Multi-LLM AB-MCTS takes this further by deciding not only “what” to do (refine or generate) but also “which” LLM to use. Initially unaware of the best model for a task, the system tests a mix of LLMs, learning over time which ones perform better and assigning them more work.
Testing the AI Team
The Multi-LLM AB-MCTS system was evaluated on the ARC-AGI-2 benchmark, which tests human-like visual reasoning on novel problems, a tough challenge for AI.
The team combined frontier models like o4-mini, Gemini 2.5 Pro, and DeepSeek-R1.
The model collective solved over 30% of the 120 test problems, far surpassing any single model’s performance.

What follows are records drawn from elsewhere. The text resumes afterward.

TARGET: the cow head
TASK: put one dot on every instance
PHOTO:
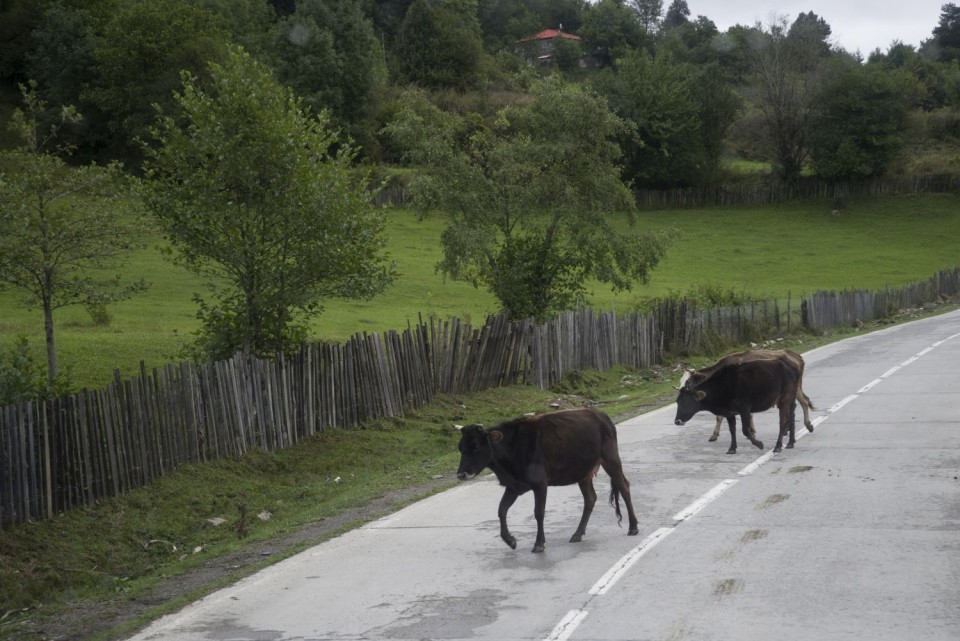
(688, 402)
(476, 449)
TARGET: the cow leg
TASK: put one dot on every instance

The system dynamically assigned the best model for each task, quickly identifying the most effective LLM when a clear solution path existed.

Remarkably, the system solved problems previously unsolvable by any single model. In one instance, an incorrect solution from o4-mini was refined by DeepSeek-R1 and Gemini-2.5 Pro, which corrected the error and delivered the right answer.
“This shows Multi-LLM AB-MCTS can combine frontier models to tackle previously unsolvable challenges, expanding the limits of collective AI intelligence,” the researchers state.

“Each model’s strengths and hallucination tendencies vary,” Akiba noted. “By pairing models with lower hallucination risks, we can achieve both powerful reasoning and reliability, addressing a key business concern.”
From Research to Practical Use
Sakana AI has released TreeQuest, an open-source framework under the Apache 2.0 license, enabling developers and businesses to implement Multi-LLM AB-MCTS. Its flexible API supports custom scoring and logic for diverse tasks.
“We’re still exploring AB-MCTS for specific business challenges, but its potential is clear,” Akiba said.
Beyond the ARC-AGI-2 benchmark, AB-MCTS has succeeded in tasks like complex coding and improving machine learning model accuracy.
“AB-MCTS excels in iterative trial-and-error tasks, such as optimizing software performance metrics,” Akiba added. “For instance, it could automatically reduce web service response latency.”
This open-source tool could enable a new generation of robust, reliable enterprise AI applications.